Because of the additional training needed and the complex computer systems and hardware required, neuromuscular dentistry is more expensive than conventional dentistry. The costs can range from $3,500 to $25,000 for usually four to six months, and up to one year or more of treatment for complex cases. (This does not include any additional orthodontics or restorative treatment).”” The Las Vegas Institue of Advanced Dental Studies or LVI has endorsed Neuromuscular Dentistry and is one of the major organizations teaching Neuromuscular Dentistry. Dr Norman Thomas has taken the realm as head of research at LVI and together they are advancing the science.

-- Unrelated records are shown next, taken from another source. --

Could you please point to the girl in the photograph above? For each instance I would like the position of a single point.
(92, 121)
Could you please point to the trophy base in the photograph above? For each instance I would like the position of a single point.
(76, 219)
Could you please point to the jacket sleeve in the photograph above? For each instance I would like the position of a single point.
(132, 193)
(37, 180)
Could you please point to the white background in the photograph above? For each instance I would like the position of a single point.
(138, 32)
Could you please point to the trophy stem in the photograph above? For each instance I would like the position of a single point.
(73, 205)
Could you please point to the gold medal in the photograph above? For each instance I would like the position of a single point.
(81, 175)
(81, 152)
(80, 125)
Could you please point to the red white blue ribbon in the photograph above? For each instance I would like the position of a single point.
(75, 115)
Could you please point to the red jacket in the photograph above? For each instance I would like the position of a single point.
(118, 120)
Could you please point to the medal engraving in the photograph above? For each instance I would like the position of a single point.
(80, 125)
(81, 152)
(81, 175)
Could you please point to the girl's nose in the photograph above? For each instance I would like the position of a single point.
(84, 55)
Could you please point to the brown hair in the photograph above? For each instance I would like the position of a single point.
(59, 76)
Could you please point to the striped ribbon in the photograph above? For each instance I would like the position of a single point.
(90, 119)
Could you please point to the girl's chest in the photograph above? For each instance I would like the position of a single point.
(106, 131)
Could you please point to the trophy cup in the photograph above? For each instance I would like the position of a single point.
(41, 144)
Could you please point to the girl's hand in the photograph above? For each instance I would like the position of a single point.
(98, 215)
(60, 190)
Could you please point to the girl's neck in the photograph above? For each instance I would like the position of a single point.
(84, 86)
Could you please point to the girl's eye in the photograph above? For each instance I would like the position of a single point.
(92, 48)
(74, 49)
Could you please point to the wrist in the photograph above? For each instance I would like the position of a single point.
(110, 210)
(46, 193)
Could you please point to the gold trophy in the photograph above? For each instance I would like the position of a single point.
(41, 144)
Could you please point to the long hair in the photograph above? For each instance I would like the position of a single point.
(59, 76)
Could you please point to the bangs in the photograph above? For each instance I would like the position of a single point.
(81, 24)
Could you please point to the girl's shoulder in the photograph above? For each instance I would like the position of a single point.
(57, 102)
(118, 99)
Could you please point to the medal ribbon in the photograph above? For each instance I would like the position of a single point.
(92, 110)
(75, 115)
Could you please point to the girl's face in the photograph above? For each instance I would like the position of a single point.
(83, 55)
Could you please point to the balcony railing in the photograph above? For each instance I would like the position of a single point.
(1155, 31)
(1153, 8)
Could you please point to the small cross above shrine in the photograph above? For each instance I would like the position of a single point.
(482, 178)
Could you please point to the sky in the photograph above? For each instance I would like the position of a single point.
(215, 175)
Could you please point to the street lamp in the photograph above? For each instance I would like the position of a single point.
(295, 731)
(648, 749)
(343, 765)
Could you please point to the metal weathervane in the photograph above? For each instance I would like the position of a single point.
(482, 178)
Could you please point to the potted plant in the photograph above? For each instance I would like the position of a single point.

LVI has a leading Dentist wegsite that lists neuromuscular dentists as does ICCMO. Dr Shapira has founded http://www.ihateheadaches and hopes that he will soon have doctors across the country listed who can treat headaches, migraines and TMJ disorders with neuromuscular dental techniques

There is no current TMJ specialty or TMD specialty recognized by the American Dental Association (ADA) Dental specialists include Orthodontists and Oral and Maxilofacial surgeons who occasionally treat TMJ disorders but most dentists who treat TMJ disorders are licensed general dentists. Oral surgeons are usually only involved in surgical treatments. Dr Shapira treats patients from across Illinois and Wisconsin and sees patients from Gurnee, Libertyville, Vernon Hills, Schaumburg, Barrington, Lake Forest, Palatine,Highland Park, Deerfield, Lake Bluff, Kenosha, Milwaukee, Racine, Madison, Rockford, Chicago and Southern Illinois. He has patients who have come from Texas, Colorado, Florida and New York and makes special arrangements for their stays at a local hotel and country club where he hold his courses on Dental Sleep Medicine for dentists from across the U.S.

Addition information on Neuromuscular Dentistry,TMJ,TMD,TMJD,Migraines ,Tension Headaches, Fibromyalgi, Sleep Apnea, obstructive sleep apnea, snoring and chronic pain can be found at the links provided above.